Pour créer un environnement juridique qui protège la liberté des médias en mettant un terme aux violations justifiées par les lois sécuritaires qui sont mises en œuvre, en réalité, pour restreindre l’espace civique et la liberté. C’est mettre fin à la surveillance numérique qui cible en particulier les journalistes avec des technologies souvent produites en Europe et vendues aux pays de notre rive.

C’est mettre fin à l’impunité de ceux qui attaquent et tuent les journalistes. C’est le seul moyen de les protéger, au Moyen Orient, mais aussi dans l’Union européenne où quatre journalistes ont été lâchement assassinés ceux deux dernières années, à Malte, en Slovaquie, en Bulgarie et il y a quelques jours en Irlande du Nord.

C’est faire face à la crise de confiance envers les médias et les campagnes de désinformation diffusées aussi bien par des robots et des logiciels, que par les dirigeants politiques.

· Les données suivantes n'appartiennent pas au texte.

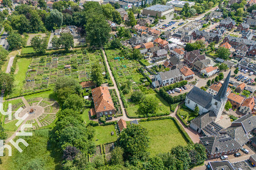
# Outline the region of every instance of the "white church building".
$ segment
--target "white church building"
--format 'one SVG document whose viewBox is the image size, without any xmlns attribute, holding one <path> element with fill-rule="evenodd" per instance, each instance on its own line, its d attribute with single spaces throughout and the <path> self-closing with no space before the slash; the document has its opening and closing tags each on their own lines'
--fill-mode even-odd
<svg viewBox="0 0 256 170">
<path fill-rule="evenodd" d="M 221 130 L 222 127 L 214 121 L 221 116 L 227 102 L 226 93 L 230 73 L 215 96 L 197 87 L 194 87 L 187 95 L 186 106 L 193 110 L 196 106 L 199 108 L 199 116 L 190 122 L 190 127 L 194 130 L 205 135 L 215 134 Z"/>
</svg>

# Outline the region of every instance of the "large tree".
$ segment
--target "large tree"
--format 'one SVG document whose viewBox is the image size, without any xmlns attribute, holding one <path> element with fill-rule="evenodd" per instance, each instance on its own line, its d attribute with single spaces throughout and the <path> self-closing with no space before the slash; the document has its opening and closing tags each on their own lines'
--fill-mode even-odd
<svg viewBox="0 0 256 170">
<path fill-rule="evenodd" d="M 104 82 L 102 70 L 101 65 L 98 63 L 94 63 L 91 66 L 91 79 L 97 84 L 97 86 L 101 86 Z"/>
<path fill-rule="evenodd" d="M 4 61 L 6 59 L 9 53 L 8 51 L 4 47 L 0 47 L 0 66 L 4 64 Z"/>
<path fill-rule="evenodd" d="M 65 50 L 74 47 L 74 38 L 70 33 L 62 33 L 59 38 L 59 43 Z"/>
<path fill-rule="evenodd" d="M 216 53 L 218 57 L 223 59 L 229 59 L 229 56 L 230 55 L 230 52 L 229 50 L 225 47 L 219 47 L 216 52 Z"/>
<path fill-rule="evenodd" d="M 44 53 L 47 49 L 47 39 L 45 38 L 34 36 L 31 39 L 31 46 L 37 53 Z"/>
<path fill-rule="evenodd" d="M 22 46 L 23 39 L 18 33 L 12 32 L 8 36 L 7 42 L 11 49 L 18 49 Z"/>
<path fill-rule="evenodd" d="M 154 114 L 157 110 L 158 103 L 154 97 L 146 97 L 140 104 L 138 112 L 143 115 Z"/>
<path fill-rule="evenodd" d="M 132 124 L 124 129 L 118 138 L 118 145 L 124 149 L 126 160 L 141 159 L 147 154 L 149 138 L 146 129 Z"/>
<path fill-rule="evenodd" d="M 95 47 L 102 47 L 110 37 L 110 27 L 102 15 L 93 13 L 87 21 L 85 29 L 91 46 Z"/>
<path fill-rule="evenodd" d="M 132 11 L 128 12 L 128 19 L 129 19 L 129 25 L 132 27 L 132 29 L 137 24 L 137 21 L 134 17 L 134 14 Z"/>
<path fill-rule="evenodd" d="M 62 13 L 57 10 L 51 11 L 50 15 L 46 18 L 46 25 L 48 30 L 55 29 L 62 25 L 63 16 Z"/>
<path fill-rule="evenodd" d="M 14 78 L 9 73 L 0 72 L 0 89 L 4 90 L 5 94 L 9 94 L 13 89 Z"/>
</svg>

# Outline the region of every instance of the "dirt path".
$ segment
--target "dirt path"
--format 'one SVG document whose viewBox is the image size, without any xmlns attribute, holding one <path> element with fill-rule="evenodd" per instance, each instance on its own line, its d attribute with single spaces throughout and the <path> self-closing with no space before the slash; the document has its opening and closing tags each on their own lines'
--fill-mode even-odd
<svg viewBox="0 0 256 170">
<path fill-rule="evenodd" d="M 117 87 L 116 83 L 115 80 L 114 76 L 113 76 L 112 72 L 110 70 L 110 67 L 109 66 L 109 64 L 108 64 L 108 61 L 107 60 L 107 56 L 105 53 L 105 50 L 103 49 L 102 52 L 103 52 L 103 55 L 104 56 L 105 61 L 106 62 L 107 70 L 109 72 L 109 75 L 110 75 L 111 80 L 112 80 L 112 81 L 114 84 L 114 86 L 112 87 L 111 89 L 116 90 L 116 94 L 117 94 L 118 100 L 119 100 L 119 103 L 121 104 L 120 104 L 121 105 L 121 109 L 122 109 L 122 112 L 123 112 L 123 116 L 118 117 L 117 118 L 113 118 L 113 120 L 118 120 L 120 118 L 123 118 L 125 121 L 131 121 L 131 120 L 135 120 L 135 119 L 131 119 L 131 118 L 128 118 L 127 115 L 126 115 L 127 113 L 126 112 L 126 109 L 124 109 L 124 103 L 123 103 L 123 101 L 121 99 L 120 93 L 119 92 L 118 88 Z"/>
</svg>

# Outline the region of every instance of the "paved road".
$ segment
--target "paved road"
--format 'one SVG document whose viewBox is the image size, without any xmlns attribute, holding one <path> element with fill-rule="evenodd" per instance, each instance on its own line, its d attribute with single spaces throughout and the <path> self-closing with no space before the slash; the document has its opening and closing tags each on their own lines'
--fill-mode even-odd
<svg viewBox="0 0 256 170">
<path fill-rule="evenodd" d="M 6 50 L 9 49 L 9 44 L 7 39 L 5 39 L 8 36 L 8 33 L 7 32 L 4 32 L 1 39 L 0 39 L 0 46 L 2 46 Z"/>
<path fill-rule="evenodd" d="M 47 49 L 52 49 L 52 44 L 51 43 L 51 41 L 52 41 L 52 37 L 54 36 L 54 33 L 53 32 L 51 33 L 50 38 L 49 39 L 48 42 L 48 47 Z"/>
</svg>

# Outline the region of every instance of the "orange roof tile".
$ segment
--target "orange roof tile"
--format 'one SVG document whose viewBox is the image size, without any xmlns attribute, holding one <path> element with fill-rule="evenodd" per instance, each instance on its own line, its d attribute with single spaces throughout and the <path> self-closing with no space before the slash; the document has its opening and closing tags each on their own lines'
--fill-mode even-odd
<svg viewBox="0 0 256 170">
<path fill-rule="evenodd" d="M 140 49 L 140 47 L 141 47 L 141 46 L 140 46 L 140 45 L 138 45 L 138 46 L 137 46 L 134 47 L 133 47 L 133 49 Z"/>
<path fill-rule="evenodd" d="M 161 38 L 157 38 L 157 39 L 154 40 L 154 42 L 155 42 L 155 43 L 160 43 L 162 41 L 163 41 L 163 39 L 162 39 Z"/>
<path fill-rule="evenodd" d="M 180 54 L 180 55 L 183 55 L 185 54 L 183 50 L 182 50 L 182 49 L 173 49 L 173 50 L 174 52 L 176 52 L 176 53 Z"/>
<path fill-rule="evenodd" d="M 219 82 L 217 84 L 212 84 L 211 86 L 210 86 L 209 88 L 218 92 L 221 89 L 221 87 L 222 86 L 222 84 L 220 82 Z M 230 88 L 227 87 L 227 93 L 228 92 L 231 92 Z"/>
<path fill-rule="evenodd" d="M 145 46 L 145 49 L 149 49 L 154 47 L 153 42 L 149 42 L 147 43 L 144 43 L 143 45 Z"/>
<path fill-rule="evenodd" d="M 252 110 L 252 109 L 254 109 L 255 105 L 255 103 L 254 103 L 254 98 L 251 97 L 246 98 L 241 106 L 248 107 L 250 108 L 251 110 Z"/>
<path fill-rule="evenodd" d="M 126 121 L 123 118 L 120 118 L 118 121 L 118 128 L 120 132 L 126 128 Z"/>
<path fill-rule="evenodd" d="M 95 86 L 96 84 L 93 81 L 87 81 L 80 83 L 82 88 L 90 87 Z"/>
<path fill-rule="evenodd" d="M 91 90 L 93 103 L 96 113 L 115 109 L 107 87 L 98 87 Z"/>
<path fill-rule="evenodd" d="M 243 101 L 244 100 L 244 97 L 238 95 L 233 93 L 230 93 L 227 97 L 227 98 L 240 104 L 241 104 Z"/>
<path fill-rule="evenodd" d="M 221 46 L 219 46 L 219 47 L 224 47 L 230 49 L 232 47 L 232 46 L 230 44 L 229 44 L 229 42 L 224 42 Z"/>
<path fill-rule="evenodd" d="M 241 90 L 243 90 L 243 89 L 244 89 L 245 86 L 246 86 L 245 83 L 243 83 L 239 84 L 238 86 L 237 86 L 236 89 L 240 88 Z"/>
<path fill-rule="evenodd" d="M 180 71 L 185 75 L 188 76 L 194 74 L 194 73 L 188 67 L 186 66 L 183 66 L 182 68 L 180 69 Z"/>
<path fill-rule="evenodd" d="M 213 70 L 216 70 L 218 69 L 218 67 L 210 66 L 210 67 L 208 67 L 205 68 L 205 71 L 207 73 L 210 73 L 210 72 L 212 72 Z"/>
</svg>

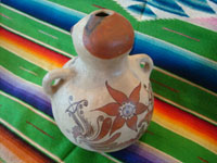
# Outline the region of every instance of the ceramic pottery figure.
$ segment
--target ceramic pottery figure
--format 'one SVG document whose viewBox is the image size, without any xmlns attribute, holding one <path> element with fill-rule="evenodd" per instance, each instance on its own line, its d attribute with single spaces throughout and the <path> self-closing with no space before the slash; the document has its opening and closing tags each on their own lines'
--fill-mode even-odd
<svg viewBox="0 0 217 163">
<path fill-rule="evenodd" d="M 94 11 L 79 21 L 72 38 L 78 57 L 49 72 L 42 83 L 58 126 L 87 150 L 128 147 L 152 117 L 152 60 L 146 54 L 128 55 L 132 26 L 111 10 Z"/>
</svg>

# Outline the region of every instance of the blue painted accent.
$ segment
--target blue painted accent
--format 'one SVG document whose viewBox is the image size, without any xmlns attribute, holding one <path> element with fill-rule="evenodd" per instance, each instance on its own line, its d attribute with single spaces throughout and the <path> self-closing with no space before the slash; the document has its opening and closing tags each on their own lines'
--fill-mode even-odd
<svg viewBox="0 0 217 163">
<path fill-rule="evenodd" d="M 71 30 L 71 27 L 86 15 L 43 0 L 2 0 L 2 3 L 65 30 Z"/>
<path fill-rule="evenodd" d="M 215 14 L 216 12 L 208 5 L 206 0 L 177 0 L 184 5 L 192 8 L 194 10 L 207 12 Z M 216 1 L 216 0 L 215 0 Z"/>
<path fill-rule="evenodd" d="M 148 7 L 148 5 L 140 5 L 140 4 L 135 4 L 135 5 L 129 5 L 127 9 L 131 10 L 132 12 L 136 12 L 138 14 L 143 14 L 149 17 L 156 17 L 154 12 Z"/>
<path fill-rule="evenodd" d="M 141 33 L 130 53 L 146 53 L 156 66 L 217 92 L 217 64 L 197 54 Z"/>
<path fill-rule="evenodd" d="M 188 17 L 184 11 L 173 0 L 135 0 L 139 2 L 143 2 L 146 7 L 152 5 L 165 12 L 169 12 L 173 14 L 177 14 L 179 16 Z"/>
<path fill-rule="evenodd" d="M 66 30 L 85 16 L 43 0 L 2 0 L 2 2 Z M 217 92 L 217 64 L 201 59 L 192 52 L 136 33 L 131 53 L 148 53 L 156 66 Z"/>
<path fill-rule="evenodd" d="M 159 10 L 170 12 L 180 16 L 188 17 L 184 11 L 175 1 L 171 0 L 149 0 L 148 4 L 155 7 Z"/>
<path fill-rule="evenodd" d="M 216 3 L 216 4 L 217 4 L 217 0 L 209 0 L 209 1 L 212 1 L 212 2 L 214 2 L 214 3 Z"/>
</svg>

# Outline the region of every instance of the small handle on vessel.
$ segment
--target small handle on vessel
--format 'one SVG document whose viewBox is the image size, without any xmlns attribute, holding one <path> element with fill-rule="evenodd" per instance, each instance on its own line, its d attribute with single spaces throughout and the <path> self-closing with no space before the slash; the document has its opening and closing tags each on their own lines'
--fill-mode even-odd
<svg viewBox="0 0 217 163">
<path fill-rule="evenodd" d="M 150 77 L 150 74 L 154 66 L 152 59 L 146 54 L 136 54 L 132 55 L 132 59 L 136 61 L 136 66 L 139 66 L 140 68 L 141 64 L 144 64 L 142 72 L 144 72 L 148 75 L 148 77 Z"/>
<path fill-rule="evenodd" d="M 52 97 L 53 93 L 59 89 L 59 85 L 52 86 L 52 82 L 54 79 L 66 79 L 68 75 L 72 73 L 71 70 L 68 68 L 58 68 L 49 72 L 42 80 L 42 88 L 43 91 Z"/>
</svg>

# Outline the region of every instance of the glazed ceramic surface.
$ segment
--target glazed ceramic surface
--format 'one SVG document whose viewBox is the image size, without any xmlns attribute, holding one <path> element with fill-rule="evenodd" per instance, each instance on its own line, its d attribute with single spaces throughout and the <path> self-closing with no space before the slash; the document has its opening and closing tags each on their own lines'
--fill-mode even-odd
<svg viewBox="0 0 217 163">
<path fill-rule="evenodd" d="M 72 38 L 78 57 L 42 83 L 58 126 L 87 150 L 111 152 L 133 143 L 153 113 L 152 60 L 128 55 L 133 29 L 114 11 L 86 16 L 72 28 Z"/>
</svg>

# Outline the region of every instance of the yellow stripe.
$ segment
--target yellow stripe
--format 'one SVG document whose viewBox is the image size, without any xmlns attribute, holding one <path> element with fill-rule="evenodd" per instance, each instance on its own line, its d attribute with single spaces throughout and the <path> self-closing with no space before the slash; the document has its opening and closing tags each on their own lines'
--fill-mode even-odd
<svg viewBox="0 0 217 163">
<path fill-rule="evenodd" d="M 7 147 L 0 143 L 0 159 L 5 161 L 7 163 L 24 163 L 21 159 L 18 159 L 15 154 L 13 154 Z M 1 162 L 1 160 L 0 160 Z"/>
<path fill-rule="evenodd" d="M 180 161 L 175 159 L 174 156 L 171 156 L 171 155 L 169 155 L 167 153 L 164 153 L 163 151 L 159 151 L 158 149 L 156 149 L 156 148 L 154 148 L 152 146 L 149 146 L 145 142 L 137 141 L 135 145 L 139 146 L 140 148 L 143 148 L 144 150 L 150 151 L 153 154 L 157 154 L 161 159 L 164 159 L 168 163 L 180 163 Z"/>
<path fill-rule="evenodd" d="M 179 126 L 173 124 L 171 122 L 166 121 L 164 117 L 162 117 L 161 115 L 157 115 L 156 113 L 153 114 L 152 121 L 157 123 L 158 125 L 163 126 L 164 128 L 171 130 L 173 133 L 176 133 L 176 134 L 184 137 L 186 139 L 196 142 L 200 146 L 202 146 L 202 147 L 206 148 L 207 150 L 217 154 L 216 145 L 210 143 L 206 139 L 197 136 L 196 134 L 192 134 L 191 130 L 179 127 Z"/>
<path fill-rule="evenodd" d="M 46 150 L 44 148 L 42 148 L 40 145 L 36 143 L 35 141 L 33 141 L 30 138 L 28 138 L 27 136 L 25 136 L 23 133 L 21 133 L 20 130 L 17 130 L 16 128 L 14 128 L 12 125 L 10 125 L 8 122 L 5 122 L 4 120 L 0 118 L 0 122 L 5 125 L 8 128 L 10 128 L 11 130 L 13 130 L 16 135 L 18 135 L 20 137 L 22 137 L 23 139 L 25 139 L 27 142 L 29 142 L 31 146 L 36 147 L 37 149 L 39 149 L 40 151 L 43 151 L 44 153 L 47 153 L 50 158 L 52 158 L 53 160 L 63 163 L 63 161 L 58 158 L 56 155 L 54 155 L 53 153 L 49 152 L 48 150 Z"/>
<path fill-rule="evenodd" d="M 14 97 L 12 97 L 12 96 L 10 96 L 10 95 L 7 95 L 5 92 L 3 92 L 3 91 L 1 91 L 1 90 L 0 90 L 0 95 L 2 95 L 2 96 L 4 96 L 4 97 L 7 97 L 7 98 L 9 98 L 9 99 L 11 99 L 11 100 L 13 100 L 13 101 L 20 103 L 20 104 L 22 104 L 23 106 L 27 108 L 27 109 L 30 110 L 31 112 L 38 114 L 39 116 L 43 117 L 44 120 L 47 120 L 47 121 L 51 122 L 52 124 L 56 125 L 56 123 L 54 122 L 54 120 L 52 120 L 51 117 L 49 117 L 49 116 L 46 115 L 46 114 L 42 114 L 41 112 L 39 112 L 37 109 L 34 109 L 34 108 L 30 106 L 29 104 L 24 103 L 23 101 L 16 99 L 16 98 L 14 98 Z"/>
<path fill-rule="evenodd" d="M 206 116 L 204 116 L 204 115 L 202 115 L 202 114 L 199 114 L 197 112 L 194 112 L 194 111 L 192 111 L 192 110 L 190 110 L 190 109 L 188 109 L 188 108 L 186 108 L 186 106 L 182 106 L 182 105 L 180 105 L 180 104 L 178 104 L 178 103 L 176 103 L 176 102 L 174 102 L 174 101 L 171 101 L 171 100 L 168 100 L 168 99 L 166 99 L 166 98 L 159 96 L 158 93 L 155 93 L 155 92 L 154 92 L 154 96 L 155 96 L 156 98 L 158 98 L 158 99 L 161 99 L 161 100 L 163 100 L 163 101 L 165 101 L 165 102 L 171 104 L 171 105 L 175 105 L 175 106 L 178 108 L 178 109 L 181 109 L 181 110 L 183 110 L 183 111 L 186 111 L 186 112 L 188 112 L 188 113 L 191 113 L 191 114 L 193 114 L 193 115 L 195 115 L 195 116 L 197 116 L 197 117 L 200 117 L 200 118 L 202 118 L 202 120 L 205 120 L 205 121 L 209 122 L 210 124 L 214 124 L 214 125 L 217 126 L 217 122 L 216 122 L 216 121 L 213 121 L 213 120 L 210 120 L 210 118 L 208 118 L 208 117 L 206 117 Z"/>
<path fill-rule="evenodd" d="M 199 85 L 196 85 L 196 84 L 194 84 L 194 83 L 191 83 L 191 82 L 189 82 L 189 80 L 187 80 L 187 79 L 184 79 L 184 78 L 181 78 L 180 76 L 177 76 L 177 75 L 175 75 L 175 74 L 171 74 L 171 73 L 169 73 L 169 72 L 167 72 L 167 71 L 165 71 L 165 70 L 162 70 L 162 68 L 159 68 L 159 67 L 157 67 L 157 66 L 154 66 L 154 70 L 156 70 L 157 72 L 161 72 L 161 73 L 163 73 L 163 74 L 165 74 L 165 75 L 168 75 L 168 76 L 170 76 L 170 77 L 173 77 L 173 78 L 176 78 L 176 79 L 178 79 L 178 80 L 181 80 L 181 82 L 183 82 L 183 83 L 186 83 L 186 84 L 188 84 L 188 85 L 191 85 L 191 86 L 193 86 L 193 87 L 196 87 L 196 88 L 199 88 L 199 89 L 201 89 L 201 90 L 203 90 L 203 91 L 205 91 L 205 92 L 207 92 L 207 93 L 210 93 L 210 95 L 217 97 L 217 93 L 215 93 L 215 92 L 213 92 L 213 91 L 210 91 L 210 90 L 208 90 L 208 89 L 206 89 L 206 88 L 204 88 L 204 87 L 201 87 L 201 86 L 199 86 Z"/>
</svg>

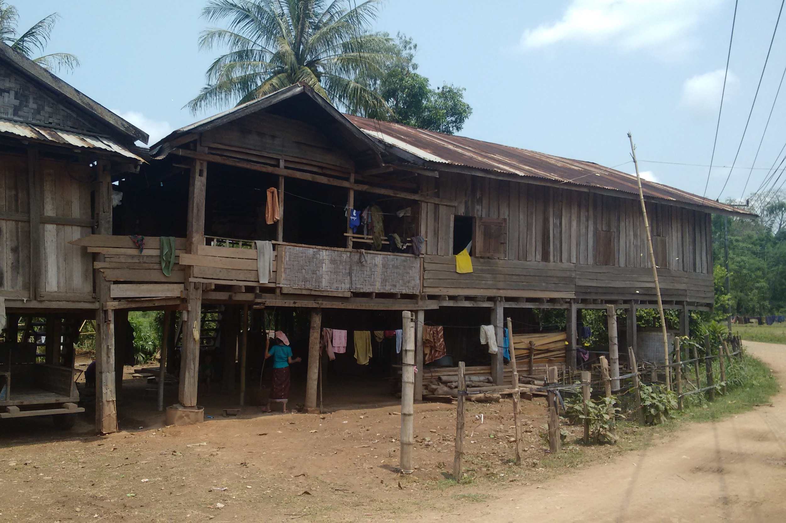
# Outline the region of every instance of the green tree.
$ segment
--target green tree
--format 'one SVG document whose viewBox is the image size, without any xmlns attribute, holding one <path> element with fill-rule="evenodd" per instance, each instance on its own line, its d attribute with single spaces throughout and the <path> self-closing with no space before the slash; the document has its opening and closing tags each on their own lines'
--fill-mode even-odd
<svg viewBox="0 0 786 523">
<path fill-rule="evenodd" d="M 72 54 L 51 53 L 35 57 L 46 51 L 55 23 L 59 18 L 59 14 L 53 13 L 20 34 L 17 30 L 19 11 L 13 5 L 0 0 L 0 42 L 53 72 L 57 72 L 61 69 L 72 72 L 79 66 L 79 58 Z"/>
<path fill-rule="evenodd" d="M 387 34 L 384 34 L 387 36 Z M 378 79 L 372 79 L 373 88 L 387 108 L 372 111 L 367 115 L 380 120 L 395 122 L 427 130 L 454 134 L 461 130 L 472 114 L 464 101 L 465 89 L 443 85 L 432 89 L 428 79 L 415 72 L 417 45 L 400 33 L 390 49 L 396 59 L 387 64 L 387 70 Z"/>
<path fill-rule="evenodd" d="M 384 112 L 366 81 L 395 59 L 387 53 L 390 38 L 368 31 L 381 0 L 351 2 L 209 0 L 202 16 L 226 27 L 202 31 L 200 48 L 228 52 L 186 107 L 196 113 L 243 104 L 302 82 L 349 112 Z"/>
</svg>

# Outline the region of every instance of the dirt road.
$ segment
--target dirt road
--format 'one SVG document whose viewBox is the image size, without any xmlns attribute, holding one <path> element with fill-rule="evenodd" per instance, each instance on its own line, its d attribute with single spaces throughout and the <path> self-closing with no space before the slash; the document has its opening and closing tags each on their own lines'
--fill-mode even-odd
<svg viewBox="0 0 786 523">
<path fill-rule="evenodd" d="M 786 384 L 786 346 L 746 346 Z M 483 523 L 784 521 L 786 392 L 773 398 L 772 407 L 694 425 L 667 444 L 500 494 L 488 507 L 461 507 L 450 514 Z M 446 515 L 435 512 L 423 521 L 442 521 Z"/>
</svg>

C’est soutenir le journalisme libre et indépendant, par le financement, la formation et la promotion.

 

Monsieur l’Ambassadeur,

Recevoir cet insigne, sous le titre de la « Liberté d’expression », non seulement m’honore mais me tient profondément a cœur.

Je le partage avec tous mes collègues de la Fondation Samir Kassir, qui se donnent corps et âme pour cette cause ; avec mes amis journalistes qui se battent sans relâche pour s’exprimer et ceux qui ont perdu la vie pour nous informer ; avec tous les artistes pour qui liberté et créativité vont de pair…

Je le partage avec Rana et Marwan. C’est grâce à leur œil critique et la pureté de leur jeunesse que se dessine le chemin vers le meilleur.

Et avec Samir Kassir qui a payé sa liberté au prix de sa vie, mais a inspiré les nôtres.

Je m’engage à continuer de me battre pour cette cause avec vous tous.

Je m’engage, par-dessous tout, à rester Libre.